We do not know God the Father apart from knowing him through God the Son, who is our Lord Jesus Christ. Furthermore, we may not refer to him as God our Father if we do not know God the Son as our Lord Jesus Christ. The idea that we worship the same God as any other religion simply is not true. The Trinity is not how we conceive God from our Christian perspective; the Trinity is the one true God. If we do not worship God the Father, the Son, and the Holy Spirit, we worship a false god.

The last half of verse 3 brings us to the clear, all-encompassing point: who has blessed us in Christ with every spiritual blessing in the heavenly places. It is in Christ that God our Father blesses us with every spiritual blessing.

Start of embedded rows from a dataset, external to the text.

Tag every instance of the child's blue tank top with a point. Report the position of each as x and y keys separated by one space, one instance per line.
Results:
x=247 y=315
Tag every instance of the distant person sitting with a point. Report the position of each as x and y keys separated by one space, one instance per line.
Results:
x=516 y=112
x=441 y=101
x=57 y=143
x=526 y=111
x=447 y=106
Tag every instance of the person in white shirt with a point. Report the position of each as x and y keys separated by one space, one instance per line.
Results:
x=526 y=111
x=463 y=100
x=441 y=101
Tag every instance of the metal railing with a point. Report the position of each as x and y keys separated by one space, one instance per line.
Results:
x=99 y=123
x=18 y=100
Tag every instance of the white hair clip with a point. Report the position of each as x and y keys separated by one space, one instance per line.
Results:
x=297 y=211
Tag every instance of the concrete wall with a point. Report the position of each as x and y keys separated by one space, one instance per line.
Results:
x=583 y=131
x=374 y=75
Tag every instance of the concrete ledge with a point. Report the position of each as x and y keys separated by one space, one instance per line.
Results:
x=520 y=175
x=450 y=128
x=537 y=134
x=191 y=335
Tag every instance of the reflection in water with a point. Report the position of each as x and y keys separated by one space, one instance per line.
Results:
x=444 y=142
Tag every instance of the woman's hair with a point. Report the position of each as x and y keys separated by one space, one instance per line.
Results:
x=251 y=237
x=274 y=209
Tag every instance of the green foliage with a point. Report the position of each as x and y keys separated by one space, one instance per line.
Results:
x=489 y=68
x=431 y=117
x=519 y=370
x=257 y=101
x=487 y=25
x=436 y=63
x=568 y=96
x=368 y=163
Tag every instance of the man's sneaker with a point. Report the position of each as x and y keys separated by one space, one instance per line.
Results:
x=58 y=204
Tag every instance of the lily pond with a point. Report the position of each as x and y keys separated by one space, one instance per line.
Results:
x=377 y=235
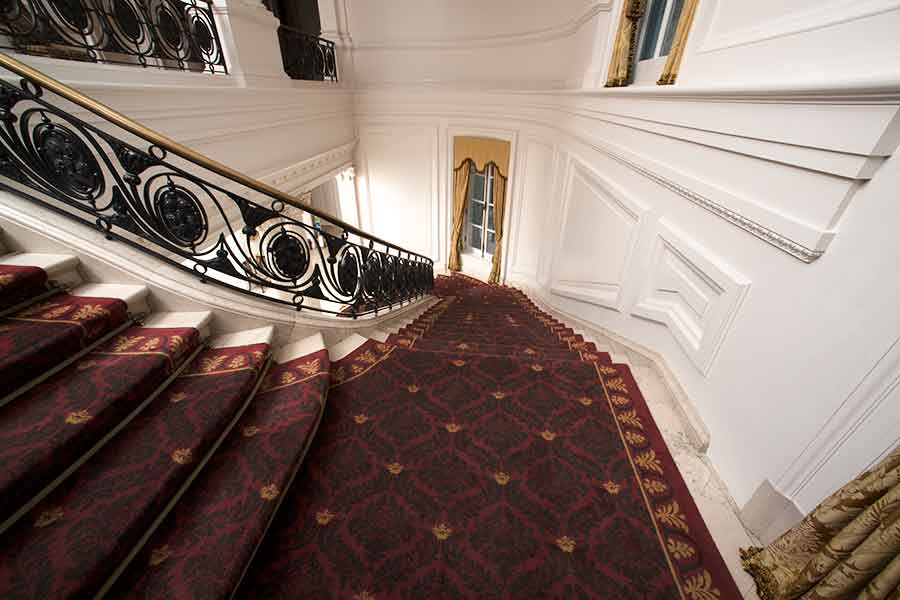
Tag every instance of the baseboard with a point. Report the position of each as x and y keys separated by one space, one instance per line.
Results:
x=769 y=513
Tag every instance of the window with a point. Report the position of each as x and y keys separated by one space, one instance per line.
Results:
x=660 y=22
x=481 y=237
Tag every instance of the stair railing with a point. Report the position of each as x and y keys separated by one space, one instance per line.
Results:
x=167 y=200
x=169 y=34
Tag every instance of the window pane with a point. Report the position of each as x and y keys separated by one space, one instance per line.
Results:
x=476 y=185
x=653 y=19
x=475 y=237
x=674 y=15
x=476 y=213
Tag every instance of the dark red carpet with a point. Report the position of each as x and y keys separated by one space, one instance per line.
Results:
x=74 y=539
x=203 y=547
x=55 y=423
x=18 y=284
x=460 y=475
x=41 y=336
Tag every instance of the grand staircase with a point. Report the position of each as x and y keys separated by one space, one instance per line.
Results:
x=484 y=450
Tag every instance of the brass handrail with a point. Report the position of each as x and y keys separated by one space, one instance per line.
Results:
x=170 y=145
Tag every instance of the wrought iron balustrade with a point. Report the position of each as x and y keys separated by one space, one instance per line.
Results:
x=307 y=56
x=145 y=190
x=169 y=34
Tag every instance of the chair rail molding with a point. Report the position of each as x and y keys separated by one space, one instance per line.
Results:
x=774 y=135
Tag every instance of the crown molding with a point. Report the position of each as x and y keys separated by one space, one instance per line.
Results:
x=515 y=39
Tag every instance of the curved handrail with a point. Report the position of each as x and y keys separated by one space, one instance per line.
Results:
x=158 y=139
x=179 y=214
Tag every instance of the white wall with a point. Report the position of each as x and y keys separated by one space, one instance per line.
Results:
x=498 y=44
x=741 y=223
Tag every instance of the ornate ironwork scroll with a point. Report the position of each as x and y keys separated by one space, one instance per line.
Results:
x=208 y=223
x=307 y=56
x=169 y=34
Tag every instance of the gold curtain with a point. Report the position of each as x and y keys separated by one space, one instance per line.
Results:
x=499 y=195
x=480 y=152
x=847 y=548
x=460 y=189
x=621 y=64
x=673 y=62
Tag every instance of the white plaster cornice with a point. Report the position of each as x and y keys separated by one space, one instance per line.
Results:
x=544 y=34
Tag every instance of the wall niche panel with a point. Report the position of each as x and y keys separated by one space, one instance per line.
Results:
x=691 y=291
x=600 y=229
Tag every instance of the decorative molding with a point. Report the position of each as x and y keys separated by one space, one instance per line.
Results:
x=515 y=39
x=824 y=15
x=762 y=232
x=688 y=289
x=308 y=173
x=859 y=408
x=619 y=204
x=799 y=235
x=519 y=212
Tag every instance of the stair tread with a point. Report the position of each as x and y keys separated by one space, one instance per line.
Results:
x=18 y=283
x=224 y=515
x=458 y=474
x=54 y=424
x=37 y=338
x=48 y=262
x=126 y=485
x=519 y=351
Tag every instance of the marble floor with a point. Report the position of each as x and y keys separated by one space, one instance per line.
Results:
x=712 y=497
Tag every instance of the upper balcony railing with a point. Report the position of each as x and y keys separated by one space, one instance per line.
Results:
x=169 y=34
x=143 y=189
x=306 y=56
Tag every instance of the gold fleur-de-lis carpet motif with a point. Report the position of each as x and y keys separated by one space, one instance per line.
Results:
x=33 y=339
x=18 y=283
x=223 y=516
x=51 y=425
x=487 y=450
x=485 y=460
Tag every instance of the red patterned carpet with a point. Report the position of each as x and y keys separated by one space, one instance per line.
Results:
x=486 y=451
x=442 y=472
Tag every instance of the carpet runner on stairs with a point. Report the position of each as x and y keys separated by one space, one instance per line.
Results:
x=487 y=451
x=459 y=475
x=206 y=543
x=56 y=423
x=38 y=337
x=18 y=283
x=73 y=541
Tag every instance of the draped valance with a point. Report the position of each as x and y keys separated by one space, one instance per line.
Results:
x=481 y=151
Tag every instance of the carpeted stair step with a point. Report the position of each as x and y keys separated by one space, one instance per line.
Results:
x=128 y=485
x=486 y=477
x=47 y=334
x=53 y=428
x=522 y=350
x=29 y=277
x=573 y=343
x=205 y=544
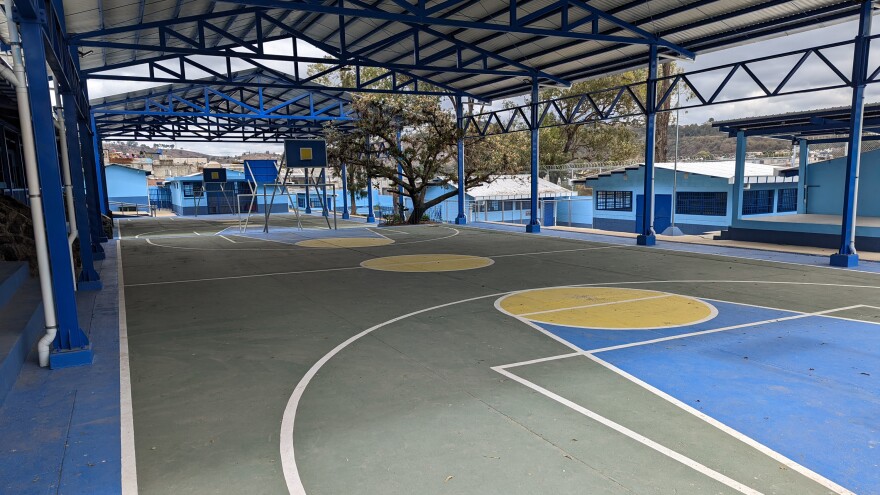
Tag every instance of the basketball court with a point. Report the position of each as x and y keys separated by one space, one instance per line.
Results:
x=441 y=359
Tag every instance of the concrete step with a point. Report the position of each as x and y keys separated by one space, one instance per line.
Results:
x=21 y=324
x=12 y=275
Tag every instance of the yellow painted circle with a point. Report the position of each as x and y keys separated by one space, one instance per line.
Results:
x=607 y=308
x=345 y=242
x=427 y=263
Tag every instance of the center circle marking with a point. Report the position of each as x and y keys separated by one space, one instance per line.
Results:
x=427 y=263
x=606 y=308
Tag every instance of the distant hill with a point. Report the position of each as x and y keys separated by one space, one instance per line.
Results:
x=698 y=141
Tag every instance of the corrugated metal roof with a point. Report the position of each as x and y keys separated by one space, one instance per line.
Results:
x=516 y=186
x=706 y=26
x=721 y=169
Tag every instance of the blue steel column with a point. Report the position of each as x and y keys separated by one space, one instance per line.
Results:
x=370 y=217
x=88 y=277
x=71 y=346
x=648 y=237
x=100 y=178
x=739 y=176
x=802 y=175
x=96 y=225
x=324 y=204
x=461 y=219
x=400 y=179
x=534 y=226
x=847 y=255
x=345 y=214
x=308 y=198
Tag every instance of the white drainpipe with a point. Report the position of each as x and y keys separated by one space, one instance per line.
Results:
x=33 y=181
x=66 y=182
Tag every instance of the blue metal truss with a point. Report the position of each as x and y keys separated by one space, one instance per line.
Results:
x=212 y=39
x=59 y=56
x=715 y=88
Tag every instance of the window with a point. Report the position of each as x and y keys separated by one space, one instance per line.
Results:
x=757 y=202
x=712 y=204
x=614 y=200
x=191 y=189
x=786 y=200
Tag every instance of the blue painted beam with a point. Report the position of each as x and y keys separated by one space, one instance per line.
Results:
x=648 y=237
x=534 y=226
x=71 y=346
x=88 y=278
x=847 y=256
x=461 y=218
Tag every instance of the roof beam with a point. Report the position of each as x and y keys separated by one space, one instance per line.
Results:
x=419 y=15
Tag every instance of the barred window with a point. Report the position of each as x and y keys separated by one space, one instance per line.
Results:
x=712 y=204
x=786 y=200
x=756 y=202
x=614 y=200
x=191 y=189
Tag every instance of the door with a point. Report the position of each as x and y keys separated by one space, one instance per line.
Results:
x=662 y=212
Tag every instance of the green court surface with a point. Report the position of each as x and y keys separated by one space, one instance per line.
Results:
x=428 y=362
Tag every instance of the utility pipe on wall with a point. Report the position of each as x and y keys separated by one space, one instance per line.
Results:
x=33 y=183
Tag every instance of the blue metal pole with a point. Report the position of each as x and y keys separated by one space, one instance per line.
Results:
x=802 y=175
x=847 y=256
x=400 y=179
x=345 y=214
x=534 y=226
x=71 y=344
x=370 y=217
x=461 y=219
x=739 y=176
x=648 y=237
x=93 y=196
x=88 y=277
x=99 y=170
x=324 y=204
x=308 y=198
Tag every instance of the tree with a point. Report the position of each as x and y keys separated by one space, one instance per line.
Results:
x=428 y=152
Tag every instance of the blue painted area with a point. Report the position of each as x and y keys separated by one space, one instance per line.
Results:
x=60 y=429
x=126 y=185
x=728 y=315
x=807 y=388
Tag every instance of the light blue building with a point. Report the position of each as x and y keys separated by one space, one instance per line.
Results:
x=819 y=206
x=505 y=199
x=190 y=195
x=703 y=196
x=126 y=188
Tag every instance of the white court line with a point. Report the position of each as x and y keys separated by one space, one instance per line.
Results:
x=554 y=252
x=126 y=414
x=378 y=234
x=687 y=461
x=727 y=429
x=237 y=277
x=622 y=244
x=595 y=305
x=288 y=457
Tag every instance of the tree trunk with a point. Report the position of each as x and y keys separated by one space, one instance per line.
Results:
x=415 y=217
x=353 y=201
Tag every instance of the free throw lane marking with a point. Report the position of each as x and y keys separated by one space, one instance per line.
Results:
x=345 y=242
x=427 y=263
x=607 y=308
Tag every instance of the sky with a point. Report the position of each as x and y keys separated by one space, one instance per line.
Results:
x=812 y=72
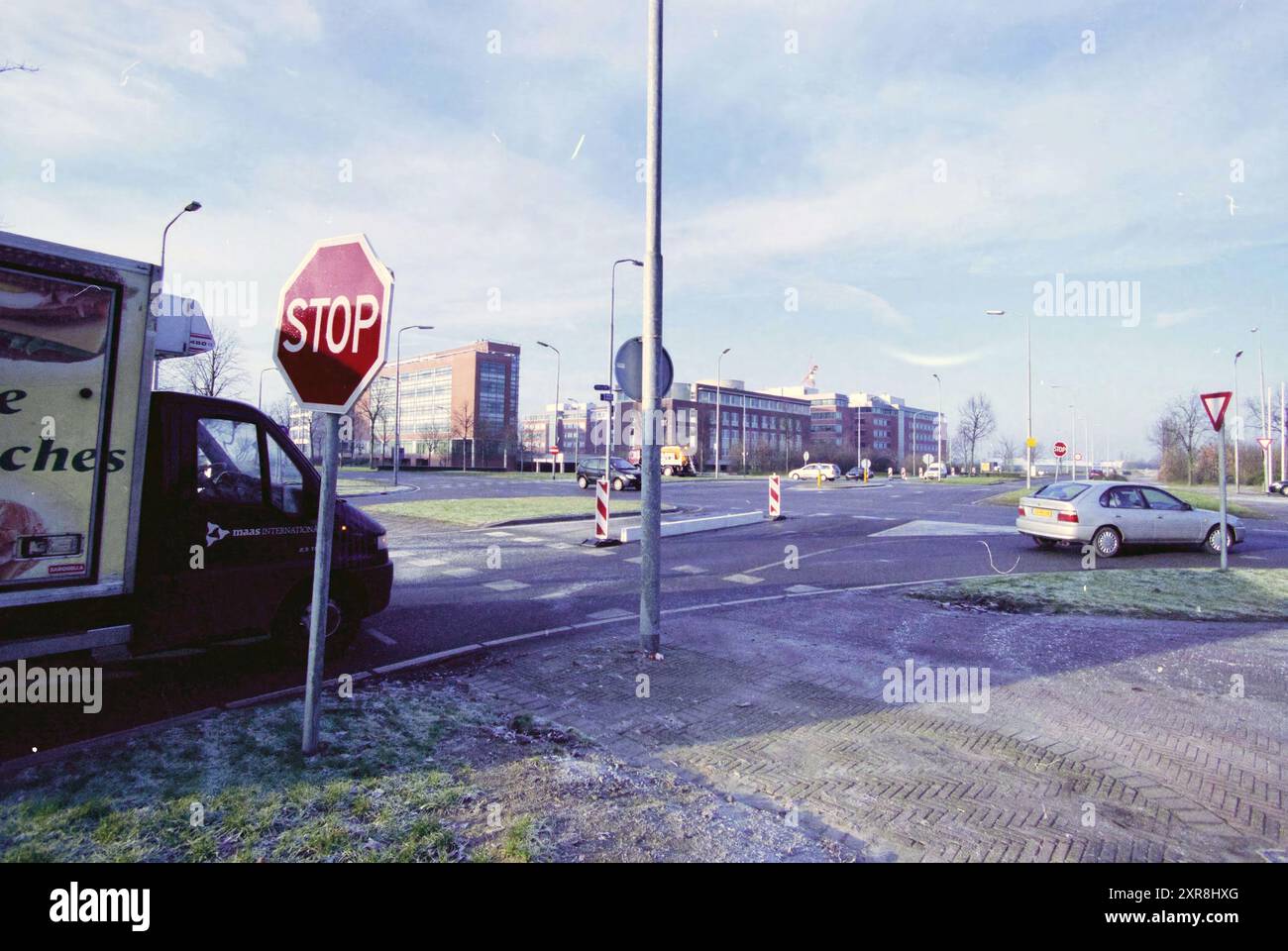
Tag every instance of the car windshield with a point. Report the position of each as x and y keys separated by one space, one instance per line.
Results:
x=1061 y=491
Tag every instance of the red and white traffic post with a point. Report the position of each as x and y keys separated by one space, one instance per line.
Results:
x=1216 y=405
x=776 y=499
x=333 y=331
x=601 y=514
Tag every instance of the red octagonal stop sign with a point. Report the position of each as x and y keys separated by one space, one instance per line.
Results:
x=333 y=324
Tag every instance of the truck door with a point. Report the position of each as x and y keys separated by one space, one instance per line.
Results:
x=245 y=521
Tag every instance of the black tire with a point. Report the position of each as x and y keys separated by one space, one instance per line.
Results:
x=1212 y=541
x=1107 y=541
x=291 y=622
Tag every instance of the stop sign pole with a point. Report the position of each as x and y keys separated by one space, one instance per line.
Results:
x=1216 y=405
x=333 y=333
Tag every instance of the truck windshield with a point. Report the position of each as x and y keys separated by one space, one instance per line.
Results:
x=228 y=462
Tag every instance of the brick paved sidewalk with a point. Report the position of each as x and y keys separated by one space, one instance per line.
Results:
x=1104 y=739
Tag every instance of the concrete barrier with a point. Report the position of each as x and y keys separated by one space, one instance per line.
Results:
x=708 y=523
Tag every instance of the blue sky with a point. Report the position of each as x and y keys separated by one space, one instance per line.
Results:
x=811 y=170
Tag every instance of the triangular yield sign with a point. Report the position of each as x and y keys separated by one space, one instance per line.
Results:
x=1216 y=405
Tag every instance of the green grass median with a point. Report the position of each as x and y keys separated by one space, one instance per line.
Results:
x=1194 y=594
x=476 y=513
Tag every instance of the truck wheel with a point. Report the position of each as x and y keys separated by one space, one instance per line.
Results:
x=291 y=625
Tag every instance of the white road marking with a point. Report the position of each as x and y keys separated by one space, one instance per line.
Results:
x=930 y=528
x=609 y=612
x=506 y=585
x=382 y=638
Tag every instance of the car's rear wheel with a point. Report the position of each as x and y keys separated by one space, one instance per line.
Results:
x=1107 y=541
x=1212 y=543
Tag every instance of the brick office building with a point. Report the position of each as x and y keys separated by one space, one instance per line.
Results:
x=459 y=407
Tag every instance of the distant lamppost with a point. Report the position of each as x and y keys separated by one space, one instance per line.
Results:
x=398 y=394
x=165 y=234
x=1237 y=422
x=612 y=320
x=266 y=370
x=1028 y=435
x=717 y=407
x=558 y=442
x=939 y=428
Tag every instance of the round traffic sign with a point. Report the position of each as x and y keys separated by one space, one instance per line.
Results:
x=333 y=324
x=629 y=369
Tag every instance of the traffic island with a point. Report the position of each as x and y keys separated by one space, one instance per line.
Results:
x=1193 y=594
x=408 y=771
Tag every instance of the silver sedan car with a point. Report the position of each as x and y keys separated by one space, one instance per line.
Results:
x=1109 y=517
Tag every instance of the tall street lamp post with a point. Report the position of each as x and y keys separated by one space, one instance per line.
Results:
x=398 y=394
x=717 y=407
x=165 y=234
x=1028 y=435
x=558 y=414
x=939 y=428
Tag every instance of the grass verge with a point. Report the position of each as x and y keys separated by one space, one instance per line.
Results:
x=1197 y=499
x=475 y=513
x=1194 y=594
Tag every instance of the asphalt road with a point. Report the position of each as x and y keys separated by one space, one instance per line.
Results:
x=454 y=587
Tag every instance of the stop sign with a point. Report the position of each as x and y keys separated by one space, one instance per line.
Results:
x=333 y=324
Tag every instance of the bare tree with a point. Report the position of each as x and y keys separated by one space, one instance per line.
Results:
x=373 y=407
x=463 y=427
x=215 y=372
x=1181 y=432
x=978 y=423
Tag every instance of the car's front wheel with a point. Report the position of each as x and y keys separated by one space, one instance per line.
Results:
x=1212 y=543
x=1107 y=541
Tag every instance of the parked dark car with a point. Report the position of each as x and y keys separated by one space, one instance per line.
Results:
x=625 y=476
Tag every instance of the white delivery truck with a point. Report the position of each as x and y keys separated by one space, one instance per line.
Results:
x=136 y=521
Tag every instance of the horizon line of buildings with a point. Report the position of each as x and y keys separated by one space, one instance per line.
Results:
x=460 y=409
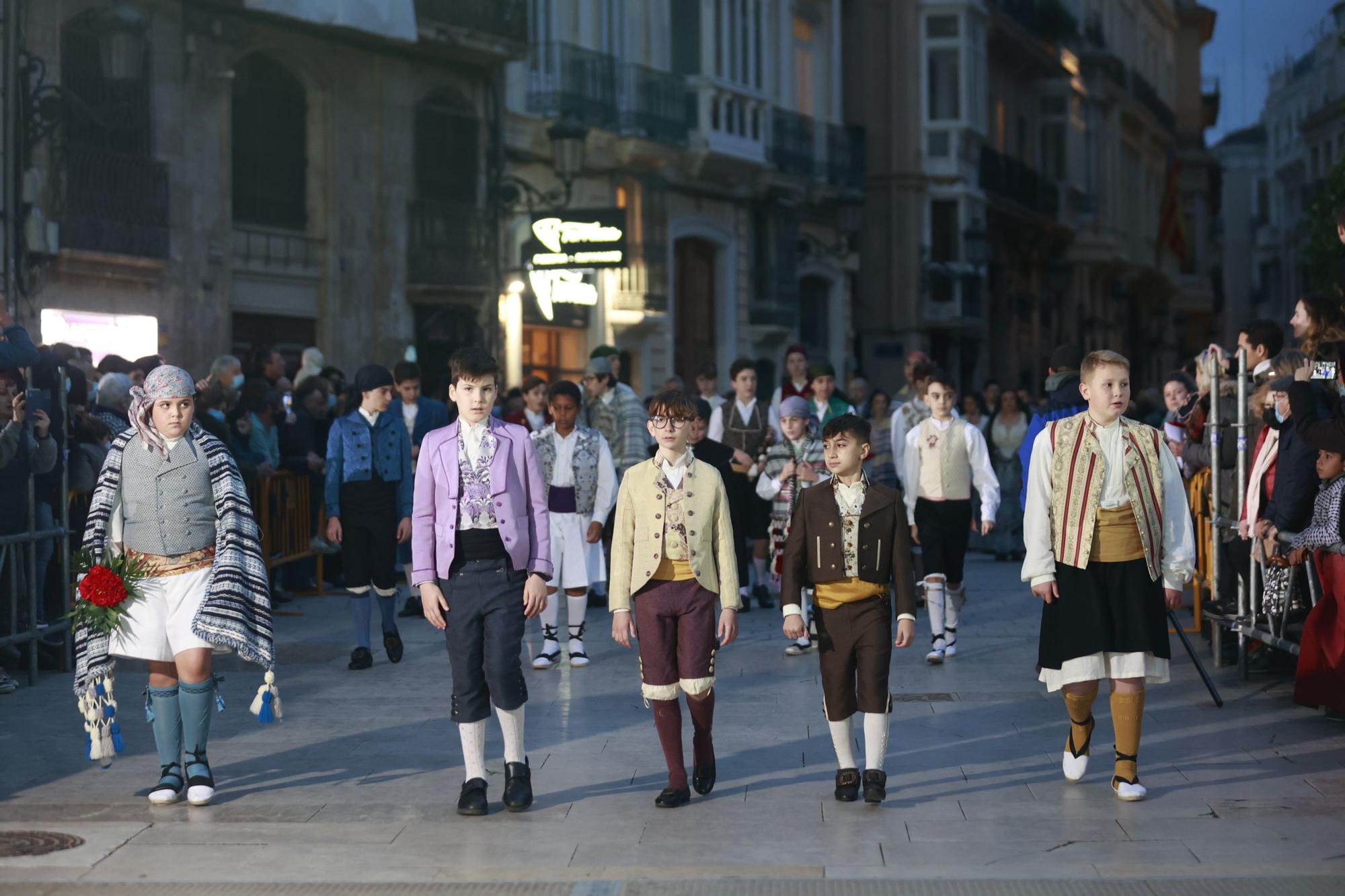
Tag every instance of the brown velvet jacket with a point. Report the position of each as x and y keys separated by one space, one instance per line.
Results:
x=813 y=552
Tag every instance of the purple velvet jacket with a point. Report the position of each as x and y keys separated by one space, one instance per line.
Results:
x=516 y=485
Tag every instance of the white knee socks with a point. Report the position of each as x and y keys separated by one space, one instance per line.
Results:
x=843 y=739
x=474 y=748
x=575 y=610
x=875 y=739
x=512 y=725
x=935 y=606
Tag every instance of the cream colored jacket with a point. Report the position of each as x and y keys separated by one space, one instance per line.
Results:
x=638 y=534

What are these spiritual blessings? That is what the first chapters present, and what the remaining chapters are based upon. We will look at some of them in more detail over three weeks, but let’s list them all now.

There is the blessing of being personally chosen by God to belong to him; there is the blessing of being changed from sinners before him to becoming holy and blameless. We who objects of wrath are adopted as his beloved children. We receive his glorious grace. We are redeemed, forgiven of our trespasses. We are given an inheritance of glory which is guaranteed by the Holy Spirit. We are awakened to hope; we are given power. We were dead in our trespasses and have been raised to life. We are seated with Christ in the heavenly places. We have been given faith and re-created to do good works, which themselves are gifts for us.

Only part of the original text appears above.